Roland la regarda un moment. Il n’y avait pas le moindre signe de malaise sur son visage. Elle se comportait comme si elle prenait une décision très simple.

Apparemment, il ne pourrait rien obtenir de plus d’elle, à moins de faire venir Rossignol dans le Monde des Rêves. Poursuivre cette conversation ne les mènerait nulle part non plus, car à chaque fois que Roland lui posait une question sur ce soi-disant Dieu, Lan se taisait, se contentant de lui répéter qu’elle ne pouvait pas l’aider dans la Bataille de la Divine Volonté, que tout ce qu’elle pouvait faire était de rester vivre là en tant que martialiste et de lui transmettre des messages. Selon elle, diverses règles régissaient le Royaume de l’Esprit, que Dieu lui-même ne pouvait pas modifier à sa guise. C’est grâce à ces restrictions qu’elle avait enfin pu se lancer à la recherche de la personne qui pourrait mettre fin à la Bataille de la Divine Volonté.

Néanmoins, jamais elle ne serait totalement libre tant que la guerre ne serait pas arrêtée. Toutes les règles et les restrictions pesaient encore sur elle et son travail pouvait être réduit à néant à tout moment.

En la raccompagnant, Roland lui posa une dernière question.

“Au fait,vous avez dit que vous étiez surprise que j’aie ouvert un café ici. Y a-t-il un autre Café de la Rose quelque part dans cette ville ?”

“Oui”, répondit Lan avec un léger sourire. “A la Cité du Prisme.”

“Mais j’ai demandé à Garcia…”

“Le Café se trouve dans le centre de la ville et n’est accessible qu’aux cadres de l’Association martialiste. À l’époque, je savais déjà que l’Association vous délivrerait une licence, donc que vous pourriez y accéder via votre permis de chasse. Cependant, à ma grande surprise, vous n’avez pas montré le moindre intérêt pour l’Association. Vous n’êtes jamais venu à la Cité du Prisme depuis que vous avez obtenu votre permis.” Lan marqua une courte pause puis reprit :

 “À ce sujet, pour votre information, le centre où nous stockons les noyaux des Déchus est situé au niveau inférieur de la ville. En principe, seuls les Défenseurs et leurs supérieurs y ont accès”.

Roland comprit alors pourquoi il n’avait jamais pu trouver le Café de la Rose. Il s’agissait en fait d’un établissement réservé aux cadres de l’Association.

“Dans ce cas, où nous retrouverons-nous la prochaine fois ? Je veux dire: si nous envisageons de nous revoir, quel café choisirons-nous puisqu’il y a deux Cafés de la Rose?” 

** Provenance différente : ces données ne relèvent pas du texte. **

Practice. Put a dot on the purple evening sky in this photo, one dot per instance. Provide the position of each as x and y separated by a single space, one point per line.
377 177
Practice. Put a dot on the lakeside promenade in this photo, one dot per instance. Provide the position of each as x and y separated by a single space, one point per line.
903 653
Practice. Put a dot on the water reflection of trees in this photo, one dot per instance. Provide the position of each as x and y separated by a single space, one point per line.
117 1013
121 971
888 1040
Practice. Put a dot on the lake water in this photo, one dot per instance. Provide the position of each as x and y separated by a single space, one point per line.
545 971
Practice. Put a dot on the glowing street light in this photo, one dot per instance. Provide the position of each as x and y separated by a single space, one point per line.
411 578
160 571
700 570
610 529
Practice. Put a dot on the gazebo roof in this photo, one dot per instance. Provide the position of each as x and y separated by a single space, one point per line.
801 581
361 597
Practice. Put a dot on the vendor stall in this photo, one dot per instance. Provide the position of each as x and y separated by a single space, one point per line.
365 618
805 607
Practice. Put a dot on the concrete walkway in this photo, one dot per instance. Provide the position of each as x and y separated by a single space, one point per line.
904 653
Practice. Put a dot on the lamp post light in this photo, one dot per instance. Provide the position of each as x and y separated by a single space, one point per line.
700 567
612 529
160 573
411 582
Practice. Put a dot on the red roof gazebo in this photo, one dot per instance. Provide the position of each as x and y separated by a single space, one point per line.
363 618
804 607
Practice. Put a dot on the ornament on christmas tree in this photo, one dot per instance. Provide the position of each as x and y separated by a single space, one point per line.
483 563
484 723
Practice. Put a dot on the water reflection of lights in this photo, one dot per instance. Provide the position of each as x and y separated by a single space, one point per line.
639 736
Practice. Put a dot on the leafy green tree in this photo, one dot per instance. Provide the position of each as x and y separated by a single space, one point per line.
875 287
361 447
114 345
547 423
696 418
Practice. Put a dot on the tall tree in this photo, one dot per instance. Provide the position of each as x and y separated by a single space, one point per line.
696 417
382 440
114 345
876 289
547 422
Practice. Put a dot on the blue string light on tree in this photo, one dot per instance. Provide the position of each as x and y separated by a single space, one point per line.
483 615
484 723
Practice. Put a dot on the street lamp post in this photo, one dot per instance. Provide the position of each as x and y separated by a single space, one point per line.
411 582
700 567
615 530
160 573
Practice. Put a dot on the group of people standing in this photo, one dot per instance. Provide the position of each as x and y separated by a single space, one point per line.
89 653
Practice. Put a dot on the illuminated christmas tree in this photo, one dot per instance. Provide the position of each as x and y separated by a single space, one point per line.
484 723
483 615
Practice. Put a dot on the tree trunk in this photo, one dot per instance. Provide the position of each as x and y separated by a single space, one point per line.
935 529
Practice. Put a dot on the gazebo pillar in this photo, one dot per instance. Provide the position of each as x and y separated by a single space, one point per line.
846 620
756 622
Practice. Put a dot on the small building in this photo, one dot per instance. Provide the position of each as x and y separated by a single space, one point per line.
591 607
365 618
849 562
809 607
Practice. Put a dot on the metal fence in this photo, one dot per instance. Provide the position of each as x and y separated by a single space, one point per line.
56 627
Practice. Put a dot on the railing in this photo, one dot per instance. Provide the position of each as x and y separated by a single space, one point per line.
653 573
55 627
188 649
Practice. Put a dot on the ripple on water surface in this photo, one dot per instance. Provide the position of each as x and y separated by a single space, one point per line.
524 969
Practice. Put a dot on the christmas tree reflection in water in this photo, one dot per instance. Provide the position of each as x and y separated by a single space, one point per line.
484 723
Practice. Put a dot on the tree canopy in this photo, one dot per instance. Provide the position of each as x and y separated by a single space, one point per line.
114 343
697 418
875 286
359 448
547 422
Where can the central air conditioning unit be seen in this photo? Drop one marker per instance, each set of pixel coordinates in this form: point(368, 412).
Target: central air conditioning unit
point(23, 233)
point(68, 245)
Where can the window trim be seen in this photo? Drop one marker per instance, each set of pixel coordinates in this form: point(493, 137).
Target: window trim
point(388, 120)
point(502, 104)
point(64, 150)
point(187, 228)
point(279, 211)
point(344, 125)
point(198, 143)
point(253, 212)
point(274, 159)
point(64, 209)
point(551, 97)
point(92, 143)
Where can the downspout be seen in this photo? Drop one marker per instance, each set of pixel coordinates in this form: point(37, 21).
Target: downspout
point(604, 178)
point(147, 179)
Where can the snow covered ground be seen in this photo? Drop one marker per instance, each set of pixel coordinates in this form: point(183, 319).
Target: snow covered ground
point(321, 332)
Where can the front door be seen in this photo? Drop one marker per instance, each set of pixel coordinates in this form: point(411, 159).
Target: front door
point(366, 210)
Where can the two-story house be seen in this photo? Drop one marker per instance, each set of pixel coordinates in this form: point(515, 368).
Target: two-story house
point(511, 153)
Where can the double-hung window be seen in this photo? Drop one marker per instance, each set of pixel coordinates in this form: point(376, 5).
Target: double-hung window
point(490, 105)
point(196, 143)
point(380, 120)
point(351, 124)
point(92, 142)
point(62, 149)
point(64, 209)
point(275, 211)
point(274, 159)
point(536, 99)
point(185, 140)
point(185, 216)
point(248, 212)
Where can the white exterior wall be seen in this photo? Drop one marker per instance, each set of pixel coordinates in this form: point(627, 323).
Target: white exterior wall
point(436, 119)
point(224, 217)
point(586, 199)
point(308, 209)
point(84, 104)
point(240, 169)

“Je préférerais le vôtre”, répondit Lan en levant les yeux vers l’immeuble résidentiel. “Garcia vit bien ici, non ? Ce ne serait pas une mauvaise idée que de lui rendre visite de temps en temps. Je me plairais probablement… beaucoup ici.”

“Probablement ? Elle ne connaît pas ses propres goûts ?” Se dit Roland, les sourcils levés, mais il le garda pour lui. 

Après avoir parlé de tous et de rien, ils se quittèrent et Roland vit Lan disparaître progressivement de sa vue. 

Appuyé contre la porte du café, il se remémora leur conversation.

Le Monde des Rêves et le monde réel semblaient tous deux plus compréhensibles désormais. Des mots comme “pouvoir magique”, “Divine Volonté”, “Royaume de l’Esprit”, “Pays de l’Aurore” et “Abîme Insondable” étaient désormais beaucoup plus concrets et avaient plus de sens pour lui. 

Perdu dans ses pensées, Roland sentit soudain un étrange frisson le traverser. 

Il leva brusquement les yeux et vit une vague déformée et transparente déferler sur toute l’allée et bientôt sur toute la zone.

Que s’était-il passé ?

A sa grande surprise,  les habitants de cette communauté semblaient inconscients du changement.  Ils parlaient et riaient encore comme si de rien n’était.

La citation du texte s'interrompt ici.